Ahn Cheol-soo, cochief of the minority opposition People’s Party and lawmaker-elect of the incoming National Assembly, on Sunday alluded to his candidacy in next year’s presidential election.
“As stated in our party platform, a party leader who is to challenge the presidential race should resign from the post at least a year ahead of the election,” said Ahn during his postelection visit to the nation’s southwestern city of Gwangju.
It was in this city and the surrounding Jeolla provinces -- the longtime opposition stronghold cluster referred to as the “Honam” region -- that the nascent centrist party recorded a sweeping victory, claiming 23 of the 28 local constituencies.
Rep. Ahn Cheol-soo, coleader of the minority opposition People’s Party, pays respects at the May 18 Memorial Cemetery on Sunday during a post-election visit to Gwangju. Yonhap
Ahn’s comments came during a luncheon with the party’s local headquarters officials and the political department chiefs of local media. He had been asked about his blueprint on presidential candidacy.
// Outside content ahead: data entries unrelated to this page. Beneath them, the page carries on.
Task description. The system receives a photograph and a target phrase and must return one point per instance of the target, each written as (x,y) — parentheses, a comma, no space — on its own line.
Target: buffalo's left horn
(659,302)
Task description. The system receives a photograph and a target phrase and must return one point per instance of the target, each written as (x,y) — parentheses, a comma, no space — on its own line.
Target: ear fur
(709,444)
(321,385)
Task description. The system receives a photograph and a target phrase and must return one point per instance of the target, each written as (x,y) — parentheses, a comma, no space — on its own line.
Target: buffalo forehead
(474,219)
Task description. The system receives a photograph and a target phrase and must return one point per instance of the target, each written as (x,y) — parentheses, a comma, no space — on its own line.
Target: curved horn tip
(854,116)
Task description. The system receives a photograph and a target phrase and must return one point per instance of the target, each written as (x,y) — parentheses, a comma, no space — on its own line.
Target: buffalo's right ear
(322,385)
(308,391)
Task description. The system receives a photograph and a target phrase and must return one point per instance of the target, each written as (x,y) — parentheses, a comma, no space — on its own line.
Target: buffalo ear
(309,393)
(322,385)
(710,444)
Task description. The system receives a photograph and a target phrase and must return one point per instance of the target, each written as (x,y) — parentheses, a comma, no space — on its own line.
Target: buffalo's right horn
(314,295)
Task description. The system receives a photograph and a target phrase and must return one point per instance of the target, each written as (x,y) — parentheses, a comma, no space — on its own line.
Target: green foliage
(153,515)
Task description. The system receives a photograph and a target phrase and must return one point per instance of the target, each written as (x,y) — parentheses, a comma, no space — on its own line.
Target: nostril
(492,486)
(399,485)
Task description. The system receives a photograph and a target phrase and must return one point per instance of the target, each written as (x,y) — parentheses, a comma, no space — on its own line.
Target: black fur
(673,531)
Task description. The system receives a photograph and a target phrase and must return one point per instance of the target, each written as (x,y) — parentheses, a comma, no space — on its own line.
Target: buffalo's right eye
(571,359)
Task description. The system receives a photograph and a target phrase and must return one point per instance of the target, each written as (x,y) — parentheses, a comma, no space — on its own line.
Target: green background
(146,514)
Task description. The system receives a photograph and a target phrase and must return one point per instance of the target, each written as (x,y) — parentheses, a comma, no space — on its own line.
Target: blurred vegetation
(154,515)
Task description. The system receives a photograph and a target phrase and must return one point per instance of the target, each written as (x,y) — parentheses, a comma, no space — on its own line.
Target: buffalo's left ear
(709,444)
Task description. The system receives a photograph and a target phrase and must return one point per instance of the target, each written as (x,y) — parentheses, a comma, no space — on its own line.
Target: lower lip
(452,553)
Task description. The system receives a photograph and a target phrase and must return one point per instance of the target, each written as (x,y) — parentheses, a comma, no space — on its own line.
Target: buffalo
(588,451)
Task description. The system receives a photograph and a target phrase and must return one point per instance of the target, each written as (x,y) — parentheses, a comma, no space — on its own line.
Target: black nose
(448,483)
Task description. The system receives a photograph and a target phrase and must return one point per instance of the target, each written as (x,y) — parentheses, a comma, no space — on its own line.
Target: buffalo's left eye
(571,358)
“Now is the time to show to the people how the People’s Party may take a leading role in creating a productive parliament,” he said, sidestepping the question.
He also remained vague on whether or not he will seek for a consecutive term as party chief by participating in the party’s national convention slated for July.
“Our goal is to create a party which may change existing politics, people’s lives and the current government,” he said.
But by reiterating the party platform, he effectively displayed his implicit plan to refrain from party chairmanship and warm up for the presidential race.
The former computer vaccine developer, who stepped into political circles as a potential candidate for the 2011 Seoul mayoral by-election, rose to the national spotlight by running in the 2012 presidential race as an independent candidate. Following months of brawling over opposition unity, Ahn renounced his candidacy, giving way to main opposition candidate Moon Jae-in, who then lost to eventual president Park Geun-Hye.
But this time, a merger or strategic alliance within the opposition camp is not much likely to happen, according to Ahn.
“It would be inappropriate to speak of political realigning at this point in time,” he said, displaying his disapproval over a possible union with The Minjoo Party of Korea.
“We do not see ourselves as a mere tie-breaking third party, but more as a new opinion leader in parliamentary affairs.”
Ahn also refuted criticism that his party’s political leverage was limited to the Honam region.
“Having some two months to prepare for the election, we did not have sufficient time to discover competent candidates, but things will be completely different from now on,” he said.
“The people chose us to be the third-largest political party here, considering us a tool for government change and a valid solution to the existing political frame.”
The party’s leadership, along with 13 lawmakers-elect of the Honam region, paid their respects at the May 18 Memorial Cemetery, which honors the victims of the 1980 democratization movement.